We have assumed (A) the genuineness of all signatures on documents submitted to us; (B) the legal capacity of all natural persons executing all relevant documents; (C) the accuracy and completeness of all corporate records provided to us by the Company and all public records reviewed by us; (D) the veracity as of the date of this letter of the certificates, records, documents and other instruments furnished to us even if signed or issued on an earlier date (although, with your permission, we have not independently verified the statements made therein nor have we investigated the basis for the representations contained therein); (E) the conformity to the originals of all documents submitted to us as copies; (F) no changes in applicable law between the date of this letter and the date of the events that are the subject of this letter; (G) the effectiveness of the Plan as set forth in the proxy statement referenced above; and (H) the Shares when issued under the Plan, together with the number of other shares of the Company’s common stock then outstanding, will not exceed 150,000,000.
Ring Energy Inc.
July 2, 2021
Page 2
Based on our review and subject to the assumptions, qualifications and limitations set forth herein, we are of the opinion that the Shares have been duly authorized, and if and when (i) the Registration Statement is effective under the Act and (ii) the Shares are issued in accordance with the Plan and the Registration Statement (as effective under the Act) (A) as consideration for the achievement of the Performance Goals or other applicable criteria established by the Company pursuant to the Plan (in the case of Awards consisting of Restricted Shares, Restricted Stock Units payable in Shares, or Other Share Based Awards payable in Shares) or (B) when paid for in full in accordance with the terms of the Plan (in the case of Shares issued pursuant to the exercise of Options), the Shares will be legally issued, fully paid and non-assessable.
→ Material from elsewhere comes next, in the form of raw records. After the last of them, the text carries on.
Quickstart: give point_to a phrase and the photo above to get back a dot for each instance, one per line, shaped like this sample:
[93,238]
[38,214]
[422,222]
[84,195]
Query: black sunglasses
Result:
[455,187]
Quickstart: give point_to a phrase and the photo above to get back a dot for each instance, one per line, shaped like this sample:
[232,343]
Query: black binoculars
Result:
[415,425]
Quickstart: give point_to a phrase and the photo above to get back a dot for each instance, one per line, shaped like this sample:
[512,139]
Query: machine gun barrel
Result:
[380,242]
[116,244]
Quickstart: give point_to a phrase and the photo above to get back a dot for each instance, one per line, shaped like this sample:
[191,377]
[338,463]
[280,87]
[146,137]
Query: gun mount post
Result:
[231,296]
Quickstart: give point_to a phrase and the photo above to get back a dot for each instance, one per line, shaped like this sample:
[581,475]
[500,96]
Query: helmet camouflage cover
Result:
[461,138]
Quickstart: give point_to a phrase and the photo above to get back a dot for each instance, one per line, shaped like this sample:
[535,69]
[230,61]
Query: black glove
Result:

We are licensed to practice law in the State of Nevada and the opinion set forth herein is expressly limited to the laws of the State of Nevada, including all applicable provisions of Nevada statutes and the Constitution of the State of Nevada and published decisions of Nevada courts interpreting those provisions. No opinion is given or implied regarding federal law or the laws of any jurisdiction other than the laws of the State of Nevada as currently in effect.
This letter is being delivered to the Company in connection with the Company’s filing of the Registration Statement with the Commission and may not be used or relied upon for any other purpose.
We consent to the filing of this letter as an exhibit to the Registration Statement. In giving this consent, we do not admit that we are within the category of persons whose consent is required under the Act or the rules and regulations of the Commission promulgated under the Act.
Our opinion herein is rendered as of the date of this letter, and we disclaim any obligation to advise you of facts, circumstances, events or developments that hereafter may come to our attention and that may alter, affect or modify such opinion. Our opinion is expressly limited to the matters set forth above, and we render no opinion, by implication or otherwise, as to any other matters relating to the Company, the Shares, any securities other than the Shares, or the Plan.
This letter is issued in the State of Nevada and by issuing this letter, we shall not be deemed transacting business in any other state. Furthermore, in issuing this letter to you, we do not consent to the jurisdiction of any state or local governmental authority other than the State of Nevada.